For Baig, Revora’s competitive advantage is rooted in a deliberate decision to build it differently from many of the AI offerings currently available in the region. “Much of what's called ‘AI’ in the region right now is a thin layer over a model—generic copilots that look impressive but accomplish little,” Baig explained. “We went the other way. Our moat is the merchant's catalog and customer data. The more a brand sells through us, the smarter our agents get for that brand. And we built for the real texture of commerce here: Arabic dialects, cash on delivery, and the way people actually message before they buy.”
Looking ahead, Baig's ambitions for Revora extend well beyond the platform's current capabilities. “The long-term goal is for Revora to be the commerce layer that sells for merchants across the region, the default AI agent that lives on a brand's website, social channels, and messaging, turning conversations into revenue,” Baig explained. “A merchant should be able to plug in their catalog and have a salesperson, a support rep, and a marketer working for them on day one. The platform only grows deeper into a merchant’s pain points from there on.”
For entrepreneurs hoping to build AI companies with similarly ambitious goals, Baig drew on Revora's journey to share some of the lessons he and Rahman learned along the way. “It is ideal to build from a problem you have actually lived,” Baig noted. “It’s not a rule, but it helps during the hard times. Revora exists because Shuvo saw this problem up close in his house, not because AI was trending. When the going gets tough, passion helps you navigate the difficult times. AI is becoming increasingly crowded; so, find your niche, and nail it before expanding.”

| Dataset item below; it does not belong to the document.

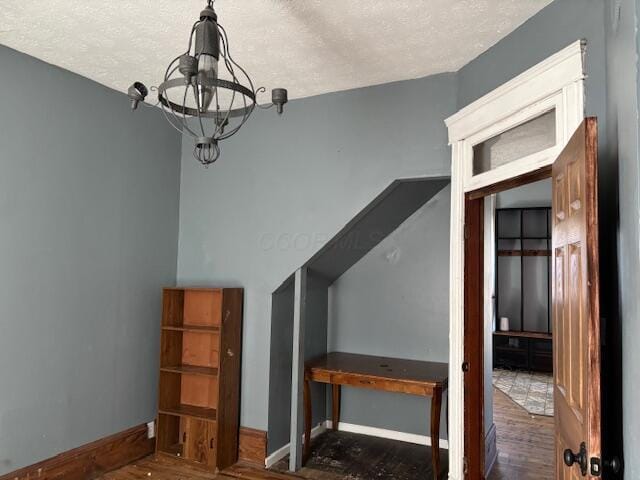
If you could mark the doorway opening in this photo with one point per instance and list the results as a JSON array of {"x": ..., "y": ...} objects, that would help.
[{"x": 518, "y": 336}]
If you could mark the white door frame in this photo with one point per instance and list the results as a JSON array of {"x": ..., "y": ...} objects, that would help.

Equally important, Baig said, is putting an idea to the test before fully committing to it. “When starting a new business, validate it first,” he said. “This is the most important thing. Don’t build on intuition; validation is key. In an AI-first world, minimum viable products have become a weekend job rather than weeks of development. If you find enough validation and conviction from potential customers, going all in will give you the right kind of motivation too. Don't waste time perfecting a product for launch; launch with a crappy version, and build it on real customer feedback.”
Baig also shared his perspective on one of the most common misconceptions among early-stage founders: fundraising. “A lot of people get excited reading funding headlines, but little do they know that only one percent of the startups globally get an investment,” he noted. “Not every idea is venture-investable, and not every idea needs a fundraise. So many founders out there have built mega businesses completely bootstrapped.” But for founders who do decide to pursue outside capital, Baig stressed that preparation should begin long before they start pitching investors. “Talk to founders that have raised, and understand the fundraising process,” he said. “Identify the investors you want to work with, and start interacting with them at events, or stay visible, so that when your time to raise comes, you already are a face they recognize.”
Indeed, Revora's own fundraising journey underscored the importance of that approach, Baig said. “Warm introductions from fellow portfolio companies (portcos) are the number one channel for investor outreach,” he shared. “Cold outbounds don’t really work on investors here at least. Both our lead investors were actually referrals from portcos and other investors. We saw the network effect first-hand on how everyone is so well connected. Also, if you hear a no, don’t take it to heart, and keep the relation warm. i2i ventures, our co-lead investor, passed on us back in 2023, but came in to lead this round. Never burn bridges; it’s a very small ecosystem, [and] everyone knows everyone.”